Mike Kane, Parliamentary Under-Secretary of State at the Department for Transport, put pen to paper this week following years of planning.

“Today, I officially signed the SAF mandate into law – meaning by 2040, 22% of jet fuel will come from sustainable sources. We’re serious about our commitment to the UK SAF industry and together, we’re leading the way towards greener air travel,” he said.

The legislation, which becomes effective from January 1, 2025, establishes a progressive framework that begins with a 2% SAF requirement, increasing to 10% by 2030.

The industry response has been notably positive. LanzaJet, a key player in SAF production, celebrated the mandate’s signing, particularly highlighting its importance for Project Speedbird, its collaboration with British Airways and Nova Pangaea Technologies in UK. The company emphasised how the mandate’s provisions, including strategic caps on HEFA feedstocks, will encourage “the development of advanced fuels” and ensure “the growth of a diverse and resilient SAF supply chain”.

To support the transition, the legislation includes crucial financial mechanisms. A revenue certainty mechanism aims to encourage investment in new UK-based SAF plants with SAF buy-out options set in the range of £4.70 ($5.9) and £5.00 ($6.25) per litre to incentivise production.

“We welcome the support of the UK government in building a robust and sustainable domestic SAF industry through legislation of the SAF mandate and continued progress of the revenue support certainty mechanism, expected in 2026,” said Sarah Ellerby, CEO, Nova Pangaea Technologies.

She highlighted how these measures are “critical to attracting required investment into the nascent SAF industry” and will help establish the UK as a “global leader in SAF.”

While the SAF mandate signing marks a significant step forward, SAF Investor has learned that the UK’s Department for Transport has disbanded the Jet Zero Council just weeks ahead of the mandate.

In a letter seen by SAF Investor, Transport Secretary Louise Haigh has informed the Jet Zero Council members that her government intends to build the work done by its members under a new group called the “Jet Zero Taskforce”.

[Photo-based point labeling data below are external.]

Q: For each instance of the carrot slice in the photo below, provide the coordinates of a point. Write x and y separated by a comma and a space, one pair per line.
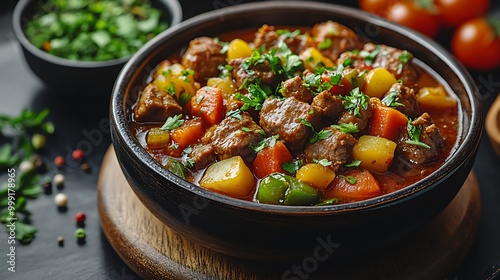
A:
208, 103
270, 160
354, 185
386, 122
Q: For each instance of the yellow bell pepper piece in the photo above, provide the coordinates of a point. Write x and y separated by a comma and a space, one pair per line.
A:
377, 82
230, 177
375, 153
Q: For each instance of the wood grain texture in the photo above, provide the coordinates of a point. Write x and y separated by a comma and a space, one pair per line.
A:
155, 251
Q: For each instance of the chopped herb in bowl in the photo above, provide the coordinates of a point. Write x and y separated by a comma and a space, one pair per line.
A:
94, 30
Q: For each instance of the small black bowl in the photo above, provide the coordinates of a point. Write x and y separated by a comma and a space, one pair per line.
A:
273, 232
76, 76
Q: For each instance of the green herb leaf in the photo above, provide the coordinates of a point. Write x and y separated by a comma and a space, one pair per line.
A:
351, 180
172, 123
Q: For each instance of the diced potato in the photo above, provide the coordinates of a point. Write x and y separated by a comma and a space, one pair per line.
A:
157, 138
238, 49
375, 153
230, 177
377, 82
225, 84
176, 80
435, 97
316, 175
313, 58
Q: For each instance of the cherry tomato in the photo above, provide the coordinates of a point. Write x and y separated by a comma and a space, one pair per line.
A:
455, 12
476, 45
409, 14
378, 7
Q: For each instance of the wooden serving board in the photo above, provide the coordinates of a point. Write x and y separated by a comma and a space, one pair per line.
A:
154, 251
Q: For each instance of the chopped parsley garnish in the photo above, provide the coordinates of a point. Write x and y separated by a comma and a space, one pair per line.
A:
355, 101
391, 99
351, 180
325, 44
235, 114
369, 57
257, 96
172, 123
346, 127
88, 30
321, 135
267, 142
225, 70
414, 134
292, 167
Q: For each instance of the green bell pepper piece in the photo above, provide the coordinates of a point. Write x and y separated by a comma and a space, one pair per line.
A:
284, 189
272, 189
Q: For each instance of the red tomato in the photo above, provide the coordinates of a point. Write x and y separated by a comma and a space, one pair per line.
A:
455, 12
378, 7
476, 45
409, 14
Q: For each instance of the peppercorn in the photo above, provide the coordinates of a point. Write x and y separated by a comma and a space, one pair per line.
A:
59, 161
26, 166
38, 141
61, 200
80, 217
85, 167
60, 240
80, 233
78, 154
58, 180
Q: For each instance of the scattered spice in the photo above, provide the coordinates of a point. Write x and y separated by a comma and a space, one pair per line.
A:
59, 161
78, 154
80, 217
61, 200
60, 240
80, 233
58, 180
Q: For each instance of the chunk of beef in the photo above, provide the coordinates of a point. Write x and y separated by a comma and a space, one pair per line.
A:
342, 39
203, 55
406, 97
328, 105
203, 155
429, 135
295, 87
361, 121
268, 37
229, 138
337, 148
282, 117
262, 71
155, 105
397, 62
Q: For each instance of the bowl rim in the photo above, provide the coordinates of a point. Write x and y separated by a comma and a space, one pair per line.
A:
469, 141
17, 26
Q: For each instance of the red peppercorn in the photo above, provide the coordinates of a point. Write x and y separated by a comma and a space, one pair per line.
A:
78, 154
80, 217
59, 161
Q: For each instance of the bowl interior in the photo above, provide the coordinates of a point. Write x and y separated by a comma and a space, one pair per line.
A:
251, 16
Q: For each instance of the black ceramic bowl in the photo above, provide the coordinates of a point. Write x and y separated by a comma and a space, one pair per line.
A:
270, 232
69, 75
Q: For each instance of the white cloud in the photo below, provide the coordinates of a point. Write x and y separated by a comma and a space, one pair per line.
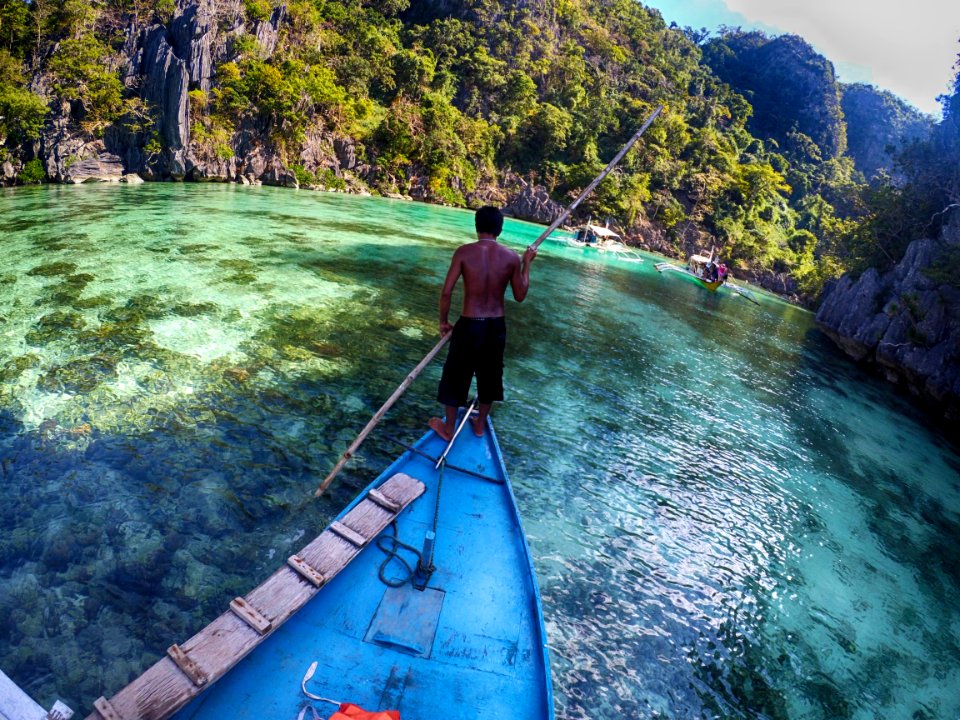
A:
908, 48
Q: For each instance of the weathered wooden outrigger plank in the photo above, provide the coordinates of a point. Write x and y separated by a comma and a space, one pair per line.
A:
206, 657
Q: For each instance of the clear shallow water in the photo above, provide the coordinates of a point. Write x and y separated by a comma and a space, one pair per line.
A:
727, 520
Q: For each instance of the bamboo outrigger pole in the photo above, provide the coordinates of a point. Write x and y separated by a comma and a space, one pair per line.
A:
348, 453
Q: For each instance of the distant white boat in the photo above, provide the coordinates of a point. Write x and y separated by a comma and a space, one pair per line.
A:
604, 240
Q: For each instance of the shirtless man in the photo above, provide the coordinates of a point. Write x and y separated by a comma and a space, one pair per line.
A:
480, 334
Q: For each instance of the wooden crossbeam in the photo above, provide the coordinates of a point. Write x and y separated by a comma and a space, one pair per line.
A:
103, 706
348, 534
383, 501
187, 669
246, 612
304, 570
197, 676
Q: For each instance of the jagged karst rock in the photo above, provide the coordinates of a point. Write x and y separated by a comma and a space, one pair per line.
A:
906, 322
193, 34
268, 30
277, 174
166, 81
102, 167
534, 203
346, 152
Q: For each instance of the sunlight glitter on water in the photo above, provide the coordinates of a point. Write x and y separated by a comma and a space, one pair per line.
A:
726, 519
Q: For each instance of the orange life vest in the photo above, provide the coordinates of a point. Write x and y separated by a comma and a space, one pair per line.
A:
348, 711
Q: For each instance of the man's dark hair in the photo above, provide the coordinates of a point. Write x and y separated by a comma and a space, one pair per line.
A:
489, 221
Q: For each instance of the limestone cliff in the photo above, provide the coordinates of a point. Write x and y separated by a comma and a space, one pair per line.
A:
906, 322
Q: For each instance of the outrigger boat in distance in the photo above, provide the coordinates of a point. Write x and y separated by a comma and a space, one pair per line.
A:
696, 269
604, 240
358, 616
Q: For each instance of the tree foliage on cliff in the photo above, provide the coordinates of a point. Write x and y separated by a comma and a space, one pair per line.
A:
443, 97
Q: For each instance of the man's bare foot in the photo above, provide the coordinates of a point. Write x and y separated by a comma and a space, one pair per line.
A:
440, 428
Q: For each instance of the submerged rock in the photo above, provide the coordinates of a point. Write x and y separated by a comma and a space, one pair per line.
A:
79, 376
905, 322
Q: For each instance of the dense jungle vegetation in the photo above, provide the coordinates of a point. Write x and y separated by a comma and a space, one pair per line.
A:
752, 154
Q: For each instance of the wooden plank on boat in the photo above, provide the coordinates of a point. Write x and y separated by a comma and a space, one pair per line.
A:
383, 501
187, 665
103, 706
165, 688
310, 574
348, 534
246, 612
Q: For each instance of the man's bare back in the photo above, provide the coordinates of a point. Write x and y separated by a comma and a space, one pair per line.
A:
487, 267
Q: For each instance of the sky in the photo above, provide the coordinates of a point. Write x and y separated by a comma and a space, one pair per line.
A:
908, 47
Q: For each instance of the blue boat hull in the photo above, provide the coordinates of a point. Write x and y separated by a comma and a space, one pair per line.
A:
471, 645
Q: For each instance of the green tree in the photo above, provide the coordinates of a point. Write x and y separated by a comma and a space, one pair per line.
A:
22, 112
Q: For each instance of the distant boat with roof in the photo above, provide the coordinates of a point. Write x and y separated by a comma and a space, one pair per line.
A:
707, 272
605, 240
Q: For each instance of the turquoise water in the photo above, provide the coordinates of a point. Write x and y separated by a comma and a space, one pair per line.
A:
727, 519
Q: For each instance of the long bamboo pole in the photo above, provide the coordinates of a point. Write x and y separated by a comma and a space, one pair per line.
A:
348, 453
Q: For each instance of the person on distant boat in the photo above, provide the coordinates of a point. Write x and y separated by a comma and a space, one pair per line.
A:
479, 337
710, 272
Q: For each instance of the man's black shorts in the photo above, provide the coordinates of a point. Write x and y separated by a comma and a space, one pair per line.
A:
476, 348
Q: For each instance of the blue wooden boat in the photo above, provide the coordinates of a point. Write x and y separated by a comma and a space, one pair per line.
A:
470, 644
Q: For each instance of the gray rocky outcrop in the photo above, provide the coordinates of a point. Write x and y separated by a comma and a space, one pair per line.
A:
534, 203
267, 31
346, 152
905, 322
102, 167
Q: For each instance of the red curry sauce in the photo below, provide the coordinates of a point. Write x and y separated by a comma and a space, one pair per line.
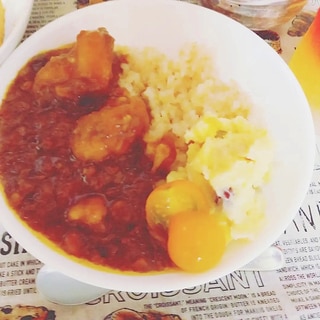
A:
42, 179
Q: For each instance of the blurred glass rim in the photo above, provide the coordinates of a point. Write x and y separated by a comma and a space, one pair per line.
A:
259, 2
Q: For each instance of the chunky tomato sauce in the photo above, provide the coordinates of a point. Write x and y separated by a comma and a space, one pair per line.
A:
42, 178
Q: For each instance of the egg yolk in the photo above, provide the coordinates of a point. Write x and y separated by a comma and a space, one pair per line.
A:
196, 240
170, 198
167, 200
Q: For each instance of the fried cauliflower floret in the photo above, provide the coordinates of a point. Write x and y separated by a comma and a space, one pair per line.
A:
90, 211
85, 68
110, 130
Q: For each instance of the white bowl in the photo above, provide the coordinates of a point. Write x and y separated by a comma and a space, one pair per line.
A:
17, 14
241, 55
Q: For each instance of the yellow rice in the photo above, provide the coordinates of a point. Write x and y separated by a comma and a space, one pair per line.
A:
219, 148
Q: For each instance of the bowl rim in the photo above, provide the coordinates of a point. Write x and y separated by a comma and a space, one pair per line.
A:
14, 36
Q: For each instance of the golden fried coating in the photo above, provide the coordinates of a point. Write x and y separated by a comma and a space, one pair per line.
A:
110, 130
84, 69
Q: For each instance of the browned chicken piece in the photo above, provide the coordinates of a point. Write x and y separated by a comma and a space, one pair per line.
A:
110, 130
85, 68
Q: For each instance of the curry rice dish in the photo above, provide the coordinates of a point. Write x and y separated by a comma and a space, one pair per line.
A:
109, 152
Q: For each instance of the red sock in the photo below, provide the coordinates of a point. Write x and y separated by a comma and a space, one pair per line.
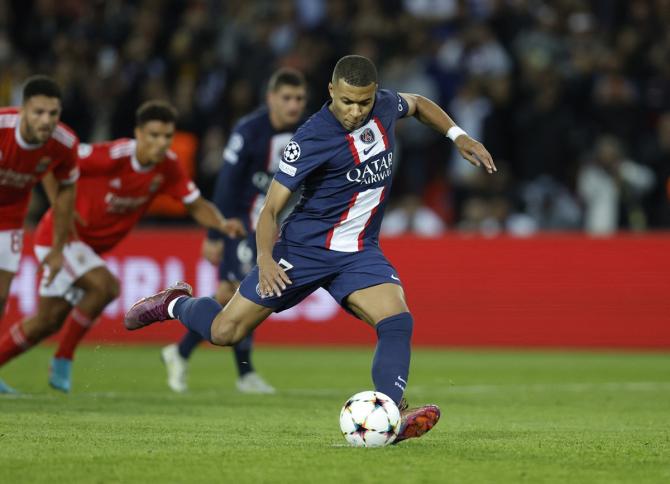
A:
13, 343
75, 328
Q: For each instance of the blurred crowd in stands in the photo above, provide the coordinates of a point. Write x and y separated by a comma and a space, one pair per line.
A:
571, 97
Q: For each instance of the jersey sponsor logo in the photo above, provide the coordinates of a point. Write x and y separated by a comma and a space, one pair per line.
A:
288, 169
372, 171
42, 165
84, 150
367, 136
15, 179
116, 204
292, 152
368, 141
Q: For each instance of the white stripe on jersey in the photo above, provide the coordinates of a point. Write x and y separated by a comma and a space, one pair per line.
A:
8, 120
344, 237
63, 136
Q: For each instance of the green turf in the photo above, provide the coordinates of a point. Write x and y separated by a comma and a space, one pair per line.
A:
507, 417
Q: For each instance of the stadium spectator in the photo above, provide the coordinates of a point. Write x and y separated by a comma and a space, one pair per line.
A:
250, 160
600, 67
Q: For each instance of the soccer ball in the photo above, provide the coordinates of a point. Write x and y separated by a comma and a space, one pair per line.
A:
370, 419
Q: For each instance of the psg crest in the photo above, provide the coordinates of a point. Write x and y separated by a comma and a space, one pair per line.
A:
292, 152
367, 136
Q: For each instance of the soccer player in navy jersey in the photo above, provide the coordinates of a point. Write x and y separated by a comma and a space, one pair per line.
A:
250, 160
343, 158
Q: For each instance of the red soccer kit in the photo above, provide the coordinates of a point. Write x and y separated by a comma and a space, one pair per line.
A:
22, 165
114, 191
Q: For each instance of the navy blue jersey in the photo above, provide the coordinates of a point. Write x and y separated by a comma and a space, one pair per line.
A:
345, 177
250, 159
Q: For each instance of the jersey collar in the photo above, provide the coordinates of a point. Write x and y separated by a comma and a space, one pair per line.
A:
135, 163
23, 143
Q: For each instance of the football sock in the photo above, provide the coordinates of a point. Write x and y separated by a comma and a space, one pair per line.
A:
242, 352
390, 366
188, 343
13, 343
197, 314
76, 325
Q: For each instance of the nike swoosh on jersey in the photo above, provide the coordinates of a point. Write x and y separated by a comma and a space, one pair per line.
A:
365, 152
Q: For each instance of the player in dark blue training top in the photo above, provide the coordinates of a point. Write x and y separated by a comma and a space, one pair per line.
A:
343, 158
250, 160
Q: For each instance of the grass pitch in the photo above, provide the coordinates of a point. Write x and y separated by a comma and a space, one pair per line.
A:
536, 417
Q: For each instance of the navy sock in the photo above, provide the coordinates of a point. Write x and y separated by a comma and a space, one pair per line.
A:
197, 314
188, 343
390, 366
242, 351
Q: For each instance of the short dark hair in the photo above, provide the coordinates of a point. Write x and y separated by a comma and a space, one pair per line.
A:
285, 76
41, 86
155, 111
355, 70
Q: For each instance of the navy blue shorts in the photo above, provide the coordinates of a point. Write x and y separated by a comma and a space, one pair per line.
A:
339, 273
239, 257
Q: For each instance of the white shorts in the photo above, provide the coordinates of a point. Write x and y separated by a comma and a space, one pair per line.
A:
11, 244
78, 259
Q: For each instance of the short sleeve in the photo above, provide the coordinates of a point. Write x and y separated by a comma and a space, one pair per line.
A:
177, 185
394, 103
302, 155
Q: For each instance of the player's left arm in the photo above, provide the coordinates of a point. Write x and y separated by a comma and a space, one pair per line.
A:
206, 214
432, 115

The Jet Zero Council, which held its final meeting on April 18, 2024 after 10 sessions since July 2020, brought together key industry players including Velocys, British Airways, Airlines UK and Boeing. During its last meeting, the council specifically addressed the critical timing gap between the SAF mandate’s 2025 implementation and the revenue certainty mechanisms slated for 2026 – a key concern for securing SAF plant financing.

The new taskforce will operate with a different structure, featuring a CEO-level annual plenary and an expert group of sustainability leads. Although the goal with this restructuring is to make the body more agile, the move comes at a sensitive time for SAF in the UK.

The timing of this organisational change, occurring just weeks before the mandate takes effect, raises questions about the continuity of ongoing work on the revenue certainty mechanism. The mechanism, viewed by industry leaders as crucial for attracting investment in new SAF plants, requires careful coordination and continued momentum to meet its 2026 implementation target.

The success of the UK’s SAF ambitions may well depend on how smoothly the new taskforce can maintain progress on these critical financial support measures.